The disagreement is in the details. The agency insists that it is not currently preparing to padlock stations, kill express service, or begin digging a new North Side subway, even though those are among the options.

But the CTA's Michael Connelly says the agency hopes to bid seriously for federal funding next year.

"We would hope to see some funding for this project in the upcoming reauthorization," Connelly said.

That would mean making decisions and drafting an environmental impact statement.

The CTA has developed six plans for redeveloping the aging Red and Purple Line structure from Addison Street north.

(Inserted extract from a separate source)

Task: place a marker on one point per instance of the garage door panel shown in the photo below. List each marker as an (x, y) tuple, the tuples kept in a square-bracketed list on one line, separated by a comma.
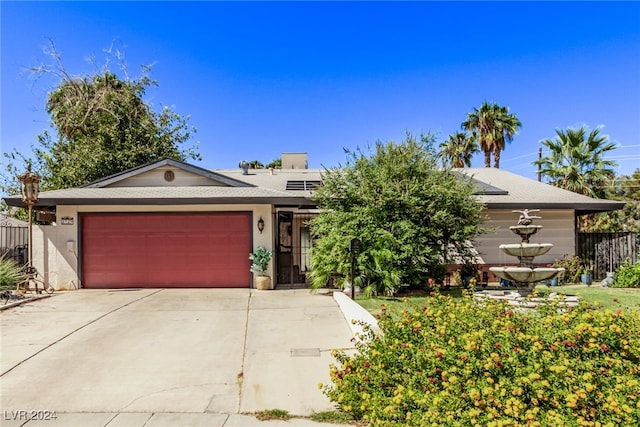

Two of the plans call for downgrading Purple Line express and Red Line local service by maintaining three or four tracks. These plans also call for eliminating the Lawrence, Thorndale and Jarvis stops on the Red Line, and the South Boulevard and Foster stops on the Purple Line.

In their place, new entrances would be added to other existing stations – including an Ainslie Street entrance at the Argyle stop, a Hollywood Avenue entrance at the Bryn Mawr stop, entrances to the Howard terminal at Rogers Avenue, and an entrance to the Noyes Street Purple Line stop at Evanston's Gaffield Place.

The current concrete ground embankment structure would also be replaced with a new concrete elevated structure, as seen on the Orange Line.

An even more radical plan calls for getting rid of the 'L' structure altogether between the Belmont and Loyola stops, and replacing it with a subway. New subway stations would be located at Addison, Irving Park, Wilson, Foster, Bryn Mawr and Glenlake.

Under that plan, the Argyle, Lawrence, Berwyn, Thorndale and Granville stops would vanish, in some instances without a new entrance in close proximity to replace them. For example, a commuter living on Ainslie Street in the Uptown neighborhood may now walk one block north to the Argyle stop or south to the Lawrence stop. Under the subway plan, the commuter would have to walk two and a half blocks north to Winona Street or three blocks south to Wilson Avenue to catch the Red Line.

The subway plan also calls for the elimination of the Jarvis stop, as well as the South Boulevard and Foster Purple Line stops.

Another scenario would replace the existing four tracks with three tracks, which would eliminate reverse-direction Purple Line Express trains.

But three of the plans do not call for eliminating any stops at all. Two of them instead merely call for transfer stations between the Red and Purple lines at Loyola and Wilson.